Hellmuth Weisser says he has spent close to R1bn developing tourism lodges and other visitor infrastructure at Babanango. (Photo: Angus Burns / WWF)
Much of that crucial support for Babanango arrived six years ago when Hamburg-based investor Hellmuth Weisser began to pump funds into the new reserve. This has included building three new tourist lodges, erecting an extensive game-proof fence, upgrading roads and bridges and re-stocking the reserve with wildlife.
So far, more than 3,000 head of game have been released into Babanango, ranging from the iconic Big Five attractions to less-famous species such as oribi, klipspringer and African rock pythons.
Apart from white rhinos, there is also a small group of the more endangered black rhino species. Africa’s black rhino numbers crashed dramatically, from more than 60,000 in the 1960s to around 2,500 in 1992. They have subsequently increased to around 6,500, but are by no means out of the woods.
To change this picture, the WWF conservation organisation has been shifting small groups of black rhinos out of state-managed reserves on to suitable private and communal land for more than 20 years.
Ursina Rusch, population manager for the WWF Black Rhino Range Expansion Project, says 17 new breeding areas (covering 360,000ha) have been established over the past two decades, aiming to achieve a 5% annual increase in the population.
A maned lion peers from the long grass in the new 20,000ha Big Five game reserve. (Photo: Angus Burns / WWF)
The objective is to increase the available habitat for this species, thereby allowing the animals to multiply more rapidly.

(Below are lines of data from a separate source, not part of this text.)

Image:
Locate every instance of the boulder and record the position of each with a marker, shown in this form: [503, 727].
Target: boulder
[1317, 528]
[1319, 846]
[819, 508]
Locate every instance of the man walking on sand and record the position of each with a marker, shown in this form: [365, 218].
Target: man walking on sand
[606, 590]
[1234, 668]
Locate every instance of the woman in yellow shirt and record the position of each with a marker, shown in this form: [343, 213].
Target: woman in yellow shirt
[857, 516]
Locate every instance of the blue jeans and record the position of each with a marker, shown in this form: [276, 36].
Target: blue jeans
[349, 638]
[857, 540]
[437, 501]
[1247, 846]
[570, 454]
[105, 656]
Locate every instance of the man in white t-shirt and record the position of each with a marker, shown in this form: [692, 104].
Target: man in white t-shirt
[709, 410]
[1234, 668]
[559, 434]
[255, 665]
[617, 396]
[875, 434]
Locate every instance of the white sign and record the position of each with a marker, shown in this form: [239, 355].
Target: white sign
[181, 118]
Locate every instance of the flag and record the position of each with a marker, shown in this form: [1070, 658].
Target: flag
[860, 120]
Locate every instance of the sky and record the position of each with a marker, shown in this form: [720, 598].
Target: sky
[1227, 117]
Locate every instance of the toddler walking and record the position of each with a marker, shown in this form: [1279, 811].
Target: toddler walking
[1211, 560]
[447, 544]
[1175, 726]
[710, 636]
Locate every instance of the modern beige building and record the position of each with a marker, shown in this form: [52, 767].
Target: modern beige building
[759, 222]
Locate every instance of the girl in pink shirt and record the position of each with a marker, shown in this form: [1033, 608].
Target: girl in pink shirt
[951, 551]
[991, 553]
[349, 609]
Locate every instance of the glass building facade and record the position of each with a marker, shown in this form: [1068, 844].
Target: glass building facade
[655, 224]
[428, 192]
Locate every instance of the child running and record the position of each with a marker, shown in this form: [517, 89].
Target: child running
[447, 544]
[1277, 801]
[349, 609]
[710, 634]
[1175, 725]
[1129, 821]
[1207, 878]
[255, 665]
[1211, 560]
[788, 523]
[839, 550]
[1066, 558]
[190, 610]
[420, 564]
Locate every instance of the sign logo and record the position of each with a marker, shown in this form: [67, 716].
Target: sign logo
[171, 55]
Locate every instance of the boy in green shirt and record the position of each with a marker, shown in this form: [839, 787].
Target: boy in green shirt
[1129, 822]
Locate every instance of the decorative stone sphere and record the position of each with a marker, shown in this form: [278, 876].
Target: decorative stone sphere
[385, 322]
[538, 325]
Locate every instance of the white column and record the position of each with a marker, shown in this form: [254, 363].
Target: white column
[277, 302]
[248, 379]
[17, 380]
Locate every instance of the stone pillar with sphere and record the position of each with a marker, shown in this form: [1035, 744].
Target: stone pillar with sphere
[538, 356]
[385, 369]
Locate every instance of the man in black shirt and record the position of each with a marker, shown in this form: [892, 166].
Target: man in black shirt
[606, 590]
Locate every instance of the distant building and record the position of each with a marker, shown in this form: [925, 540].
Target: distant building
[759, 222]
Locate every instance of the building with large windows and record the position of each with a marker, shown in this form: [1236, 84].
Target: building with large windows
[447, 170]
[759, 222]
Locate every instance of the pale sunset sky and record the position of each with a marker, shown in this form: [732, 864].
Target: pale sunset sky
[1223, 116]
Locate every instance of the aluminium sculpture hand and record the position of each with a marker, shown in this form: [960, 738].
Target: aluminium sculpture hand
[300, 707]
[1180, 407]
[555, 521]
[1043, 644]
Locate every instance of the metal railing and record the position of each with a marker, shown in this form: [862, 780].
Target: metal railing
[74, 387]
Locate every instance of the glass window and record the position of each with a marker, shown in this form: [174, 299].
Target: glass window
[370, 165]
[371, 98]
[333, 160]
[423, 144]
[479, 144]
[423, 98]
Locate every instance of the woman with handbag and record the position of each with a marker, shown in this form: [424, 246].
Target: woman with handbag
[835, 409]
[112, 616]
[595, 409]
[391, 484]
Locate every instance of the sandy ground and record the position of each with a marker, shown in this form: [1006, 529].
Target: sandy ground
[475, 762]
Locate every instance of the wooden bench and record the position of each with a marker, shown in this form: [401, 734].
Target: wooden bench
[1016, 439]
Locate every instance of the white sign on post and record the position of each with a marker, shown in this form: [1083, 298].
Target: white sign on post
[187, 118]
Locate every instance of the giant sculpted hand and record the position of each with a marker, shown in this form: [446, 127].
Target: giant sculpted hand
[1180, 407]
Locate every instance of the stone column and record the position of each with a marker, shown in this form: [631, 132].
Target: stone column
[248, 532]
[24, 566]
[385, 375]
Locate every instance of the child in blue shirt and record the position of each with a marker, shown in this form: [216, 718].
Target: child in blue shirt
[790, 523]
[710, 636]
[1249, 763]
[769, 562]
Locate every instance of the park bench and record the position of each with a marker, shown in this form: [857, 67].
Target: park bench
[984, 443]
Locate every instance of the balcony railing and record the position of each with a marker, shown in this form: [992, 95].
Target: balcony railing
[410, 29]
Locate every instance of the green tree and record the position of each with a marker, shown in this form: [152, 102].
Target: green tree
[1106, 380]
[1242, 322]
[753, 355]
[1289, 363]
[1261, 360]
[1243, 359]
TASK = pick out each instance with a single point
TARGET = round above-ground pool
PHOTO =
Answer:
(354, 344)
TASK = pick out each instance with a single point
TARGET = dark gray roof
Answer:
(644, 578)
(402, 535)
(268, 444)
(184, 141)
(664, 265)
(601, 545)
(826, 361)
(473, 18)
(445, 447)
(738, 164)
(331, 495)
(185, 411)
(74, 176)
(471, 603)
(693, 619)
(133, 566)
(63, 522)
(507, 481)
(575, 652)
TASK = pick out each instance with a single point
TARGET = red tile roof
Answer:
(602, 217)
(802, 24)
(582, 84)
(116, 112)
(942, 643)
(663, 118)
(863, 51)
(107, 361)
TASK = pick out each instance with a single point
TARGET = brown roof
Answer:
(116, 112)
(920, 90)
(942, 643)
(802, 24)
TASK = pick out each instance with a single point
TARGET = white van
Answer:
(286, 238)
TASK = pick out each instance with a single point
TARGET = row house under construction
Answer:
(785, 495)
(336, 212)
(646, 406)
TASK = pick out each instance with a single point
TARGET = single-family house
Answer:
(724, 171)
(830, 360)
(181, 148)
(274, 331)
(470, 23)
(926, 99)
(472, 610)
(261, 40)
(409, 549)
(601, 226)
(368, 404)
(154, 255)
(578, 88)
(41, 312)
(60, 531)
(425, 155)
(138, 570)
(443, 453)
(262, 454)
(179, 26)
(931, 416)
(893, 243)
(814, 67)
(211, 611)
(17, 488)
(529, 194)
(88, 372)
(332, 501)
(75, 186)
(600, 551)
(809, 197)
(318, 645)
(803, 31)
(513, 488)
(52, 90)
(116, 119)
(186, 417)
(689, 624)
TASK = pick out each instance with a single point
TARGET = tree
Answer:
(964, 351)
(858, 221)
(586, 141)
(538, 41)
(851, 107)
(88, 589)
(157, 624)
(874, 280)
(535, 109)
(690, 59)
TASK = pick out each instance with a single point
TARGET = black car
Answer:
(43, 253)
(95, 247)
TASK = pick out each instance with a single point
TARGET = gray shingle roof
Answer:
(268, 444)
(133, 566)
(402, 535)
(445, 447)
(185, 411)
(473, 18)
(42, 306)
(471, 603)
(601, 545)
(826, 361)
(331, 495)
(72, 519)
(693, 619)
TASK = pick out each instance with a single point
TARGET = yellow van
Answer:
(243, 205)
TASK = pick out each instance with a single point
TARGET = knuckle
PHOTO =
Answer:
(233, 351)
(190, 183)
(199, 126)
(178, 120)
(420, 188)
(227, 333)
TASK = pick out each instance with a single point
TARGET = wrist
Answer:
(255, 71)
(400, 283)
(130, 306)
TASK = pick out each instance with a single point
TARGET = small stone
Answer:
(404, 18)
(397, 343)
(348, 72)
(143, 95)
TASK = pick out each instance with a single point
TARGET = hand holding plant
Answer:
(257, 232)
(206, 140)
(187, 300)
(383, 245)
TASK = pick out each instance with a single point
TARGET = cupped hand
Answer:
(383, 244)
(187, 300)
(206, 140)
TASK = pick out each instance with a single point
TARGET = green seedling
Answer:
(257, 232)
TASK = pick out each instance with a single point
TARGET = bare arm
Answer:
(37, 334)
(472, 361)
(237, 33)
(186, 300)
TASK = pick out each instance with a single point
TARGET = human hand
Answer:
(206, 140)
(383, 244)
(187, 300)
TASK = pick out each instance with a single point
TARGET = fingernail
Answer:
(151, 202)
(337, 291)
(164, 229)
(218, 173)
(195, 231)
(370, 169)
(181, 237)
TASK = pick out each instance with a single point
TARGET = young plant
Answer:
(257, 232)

It’s a slow process, but the first black rhino was born in Babangango last year, while the first lion cub was born here in June.
What’s in it for the people who now own this land or live nearby?
Community liaison officer Thokozani Hlophe welcomes visitors to the newly opened ranger base. (Photo: Angus Burns / WWF)
Thokozani Hlophe, community liaison officer for the African Habitat Conservancy Foundation, says the most tangible benefits so far have been the creation of 210 permanent jobs, along with annual leasehold income for the three community trusts and preferential employment for land claim beneficiaries.
As part of the 32-year lease agreement, the conservancy foundation was set up to initiate and support several sustainable development initiatives for communities living within a 10km radius.
Chef Njabulo Mthethwa and colleague Zinhle Ntombela serve breakfast at the Madwaleni River Lodge. (Photo: Tony Carnie)
Members of the Babanango anti-poaching unit on parade. (Photo: Julian Hahne / WWF)
This has included vocational training in the conservation and hospitality sector; new solar-powered boreholes for fresh water; Wi-Fi connections for local schools, reading glasses for the elderly and entrepreneurship projects such as vegetable gardens or chicken husbandry.
Weisser, the retired chairman of the global energy, chemicals and petroleum storage group, Marquard & Bahls AG, estimates that he has invested close to R1-billion in the development of Babanango.
“I can assure you that this investment is not about making money. It is a project of passion… a thing of the heart,” Weisser said during a recent media tour to Babanango.
“We are a bit crazy. My wife and I love Africa after visiting here often over the last 20 years. So, when we were looking to invest money in a conservation project in Africa, we chose Babanango because this project made the most sense to us.
“It ain’t easy all the time. There is also some history,” he said, noting that relations between some of the local communities and former landowners had not always been smooth in the past. DM
The writer was a guest of WWF and Babanango Game Reserve.